Dans les fameuses conclusions rendues sous l’arrêt du Conseil d’Etat du 18 février 1977, Sieur ABELLAN, le commissaire du gouvernement Philippe DONDOUX a relevé que « c’est en effet dans la mesure où elle aura proposé au salarié un reclassement adéquat en son sein que l’entreprise prouvera que le licenciement était bien en réalité, sans rapport aucun avec le mandat » (Dr. Soc. 1977, 169).
L’absence d’un lien avec le mandat ne signifie pas nécessairement que le reclassement doive nécessairement permettre à l’intéressé la poursuite de son activité représentative.

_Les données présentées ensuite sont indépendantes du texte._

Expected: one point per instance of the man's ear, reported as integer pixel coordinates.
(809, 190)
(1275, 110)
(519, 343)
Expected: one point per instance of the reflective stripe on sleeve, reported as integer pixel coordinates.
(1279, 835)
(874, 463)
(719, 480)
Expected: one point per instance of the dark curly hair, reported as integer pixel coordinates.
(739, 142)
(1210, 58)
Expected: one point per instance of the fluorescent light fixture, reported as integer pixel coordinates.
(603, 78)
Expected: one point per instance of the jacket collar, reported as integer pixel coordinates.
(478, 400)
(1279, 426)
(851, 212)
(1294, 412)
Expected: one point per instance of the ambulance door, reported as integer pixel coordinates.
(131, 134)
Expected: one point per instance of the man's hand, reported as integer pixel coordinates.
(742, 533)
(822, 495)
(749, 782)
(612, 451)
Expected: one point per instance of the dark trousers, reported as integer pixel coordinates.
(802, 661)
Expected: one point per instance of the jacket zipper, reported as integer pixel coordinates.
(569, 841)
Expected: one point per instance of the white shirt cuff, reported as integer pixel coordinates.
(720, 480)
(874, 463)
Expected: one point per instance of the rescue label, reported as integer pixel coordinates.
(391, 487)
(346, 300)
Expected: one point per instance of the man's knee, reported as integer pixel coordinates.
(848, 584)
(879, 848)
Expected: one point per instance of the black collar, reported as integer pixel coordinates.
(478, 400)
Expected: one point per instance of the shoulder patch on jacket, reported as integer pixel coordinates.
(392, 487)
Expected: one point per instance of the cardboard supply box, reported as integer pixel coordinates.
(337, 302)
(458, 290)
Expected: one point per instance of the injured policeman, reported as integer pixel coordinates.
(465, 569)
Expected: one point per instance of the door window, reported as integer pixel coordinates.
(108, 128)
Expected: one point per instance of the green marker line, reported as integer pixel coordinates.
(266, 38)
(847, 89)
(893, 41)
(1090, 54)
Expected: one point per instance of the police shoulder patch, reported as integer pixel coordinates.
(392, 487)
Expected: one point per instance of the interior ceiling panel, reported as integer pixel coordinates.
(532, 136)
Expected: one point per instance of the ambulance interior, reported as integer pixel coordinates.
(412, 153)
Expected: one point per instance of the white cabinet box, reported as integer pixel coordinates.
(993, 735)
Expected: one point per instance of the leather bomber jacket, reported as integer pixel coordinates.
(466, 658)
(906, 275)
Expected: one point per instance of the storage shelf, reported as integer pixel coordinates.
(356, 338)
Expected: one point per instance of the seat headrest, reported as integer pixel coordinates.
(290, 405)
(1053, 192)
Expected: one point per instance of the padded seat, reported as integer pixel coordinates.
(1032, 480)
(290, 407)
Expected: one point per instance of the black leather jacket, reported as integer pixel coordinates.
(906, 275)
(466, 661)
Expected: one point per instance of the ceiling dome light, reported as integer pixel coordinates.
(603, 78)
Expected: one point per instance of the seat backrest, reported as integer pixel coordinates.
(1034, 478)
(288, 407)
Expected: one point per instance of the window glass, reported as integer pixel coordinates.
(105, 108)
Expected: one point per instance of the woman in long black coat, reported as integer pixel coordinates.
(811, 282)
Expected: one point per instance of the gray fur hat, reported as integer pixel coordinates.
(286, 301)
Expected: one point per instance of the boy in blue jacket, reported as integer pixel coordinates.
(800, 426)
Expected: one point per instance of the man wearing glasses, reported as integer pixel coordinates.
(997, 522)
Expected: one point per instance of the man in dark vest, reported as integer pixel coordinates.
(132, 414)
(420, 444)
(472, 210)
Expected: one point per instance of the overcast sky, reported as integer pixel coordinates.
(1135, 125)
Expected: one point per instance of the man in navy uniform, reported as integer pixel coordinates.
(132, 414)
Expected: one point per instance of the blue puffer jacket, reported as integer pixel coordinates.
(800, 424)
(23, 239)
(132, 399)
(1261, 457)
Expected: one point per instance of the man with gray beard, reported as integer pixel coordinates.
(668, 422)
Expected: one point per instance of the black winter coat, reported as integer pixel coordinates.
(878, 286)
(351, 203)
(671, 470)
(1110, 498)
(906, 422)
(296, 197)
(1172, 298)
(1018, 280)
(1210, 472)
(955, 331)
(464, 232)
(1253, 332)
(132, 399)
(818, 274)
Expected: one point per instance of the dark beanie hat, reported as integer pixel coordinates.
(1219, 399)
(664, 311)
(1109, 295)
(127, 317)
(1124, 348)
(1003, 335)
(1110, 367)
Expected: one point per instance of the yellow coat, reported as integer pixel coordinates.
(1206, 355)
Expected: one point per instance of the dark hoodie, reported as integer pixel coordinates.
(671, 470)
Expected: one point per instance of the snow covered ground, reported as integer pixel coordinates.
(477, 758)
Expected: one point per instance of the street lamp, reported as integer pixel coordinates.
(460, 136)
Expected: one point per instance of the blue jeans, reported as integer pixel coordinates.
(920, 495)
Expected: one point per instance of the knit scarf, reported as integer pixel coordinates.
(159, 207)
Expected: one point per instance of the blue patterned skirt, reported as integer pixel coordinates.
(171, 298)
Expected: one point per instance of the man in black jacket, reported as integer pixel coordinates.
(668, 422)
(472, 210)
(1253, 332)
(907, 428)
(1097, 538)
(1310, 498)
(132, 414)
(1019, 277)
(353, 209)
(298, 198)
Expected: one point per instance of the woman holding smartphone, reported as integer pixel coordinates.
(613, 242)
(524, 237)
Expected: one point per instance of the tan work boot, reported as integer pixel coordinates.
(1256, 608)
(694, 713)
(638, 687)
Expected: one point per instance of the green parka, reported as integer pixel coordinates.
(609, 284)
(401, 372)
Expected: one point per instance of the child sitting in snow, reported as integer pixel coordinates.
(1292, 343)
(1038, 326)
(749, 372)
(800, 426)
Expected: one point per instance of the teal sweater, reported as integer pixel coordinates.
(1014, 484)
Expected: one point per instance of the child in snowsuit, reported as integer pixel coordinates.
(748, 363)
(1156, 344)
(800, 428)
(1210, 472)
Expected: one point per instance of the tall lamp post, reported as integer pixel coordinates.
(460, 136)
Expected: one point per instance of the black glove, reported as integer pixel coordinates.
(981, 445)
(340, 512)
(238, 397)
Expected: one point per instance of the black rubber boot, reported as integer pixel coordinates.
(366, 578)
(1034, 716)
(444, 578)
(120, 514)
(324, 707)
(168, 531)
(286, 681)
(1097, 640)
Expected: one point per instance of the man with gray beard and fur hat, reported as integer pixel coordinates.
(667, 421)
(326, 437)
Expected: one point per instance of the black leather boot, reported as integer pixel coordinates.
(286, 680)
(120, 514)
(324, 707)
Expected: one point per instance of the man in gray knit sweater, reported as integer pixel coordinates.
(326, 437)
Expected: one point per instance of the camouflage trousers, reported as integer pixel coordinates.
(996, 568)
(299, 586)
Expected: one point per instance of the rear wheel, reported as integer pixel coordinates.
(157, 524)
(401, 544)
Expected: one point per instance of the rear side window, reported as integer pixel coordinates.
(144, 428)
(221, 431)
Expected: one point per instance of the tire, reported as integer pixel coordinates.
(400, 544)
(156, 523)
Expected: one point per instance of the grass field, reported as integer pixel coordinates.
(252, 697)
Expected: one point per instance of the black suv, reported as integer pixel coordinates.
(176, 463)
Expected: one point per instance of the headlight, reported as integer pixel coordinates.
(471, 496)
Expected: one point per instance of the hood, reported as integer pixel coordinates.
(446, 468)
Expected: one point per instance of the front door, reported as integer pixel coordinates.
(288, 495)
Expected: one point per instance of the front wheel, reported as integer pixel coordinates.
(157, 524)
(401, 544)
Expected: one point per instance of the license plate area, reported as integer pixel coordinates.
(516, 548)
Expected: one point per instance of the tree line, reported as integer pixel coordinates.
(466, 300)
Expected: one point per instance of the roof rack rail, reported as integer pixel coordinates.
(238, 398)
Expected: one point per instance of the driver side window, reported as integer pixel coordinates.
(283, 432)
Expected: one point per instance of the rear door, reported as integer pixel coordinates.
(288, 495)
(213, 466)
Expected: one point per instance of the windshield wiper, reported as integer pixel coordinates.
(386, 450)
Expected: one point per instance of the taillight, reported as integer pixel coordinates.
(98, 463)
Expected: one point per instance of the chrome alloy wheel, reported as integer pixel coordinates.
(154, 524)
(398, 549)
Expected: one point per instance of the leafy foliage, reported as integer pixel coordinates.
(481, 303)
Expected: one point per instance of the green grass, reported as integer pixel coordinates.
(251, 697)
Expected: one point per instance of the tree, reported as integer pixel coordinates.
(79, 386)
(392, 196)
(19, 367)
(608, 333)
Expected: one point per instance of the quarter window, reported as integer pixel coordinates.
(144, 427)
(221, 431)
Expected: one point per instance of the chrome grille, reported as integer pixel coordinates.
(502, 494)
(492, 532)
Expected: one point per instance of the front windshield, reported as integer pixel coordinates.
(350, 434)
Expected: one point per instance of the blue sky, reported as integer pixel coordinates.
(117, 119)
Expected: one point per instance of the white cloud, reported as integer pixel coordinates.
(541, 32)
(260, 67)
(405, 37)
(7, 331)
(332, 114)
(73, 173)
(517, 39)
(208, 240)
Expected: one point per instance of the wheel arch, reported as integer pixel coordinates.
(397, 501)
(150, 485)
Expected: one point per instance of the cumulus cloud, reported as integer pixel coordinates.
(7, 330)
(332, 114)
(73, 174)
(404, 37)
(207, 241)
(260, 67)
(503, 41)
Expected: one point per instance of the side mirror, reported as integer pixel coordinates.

Le maintien conjugué de celle-ci et de l’emploi est bien sûr l’objectif premier à atteindre, du point de de vue de l’intérêt général des salariés à pouvoir continuer à bénéficier de l’activité de leur représentant qui n’a pas démérité.
Mais la poursuite du mandat exercé dans l’entreprise n’est pas de droit dans une autre société du groupe. Seulement, cela n’autorise pas à relâcher l’effort dans la recherche du reclassement dans le groupe. Cette obligation d’une recherche active d’un reclassement à l’intérieur du groupe a été édictée en faveur de tout salarié concerné par une mesure de licenciement pour motif économique. En exclure le « salarié protégé » reviendrait à admettre que l’employeur puisse lui faire payer à l’occasion de la réorganisation l’activité syndicale ou représentative qui ne l’a pas rendu toujours heureux.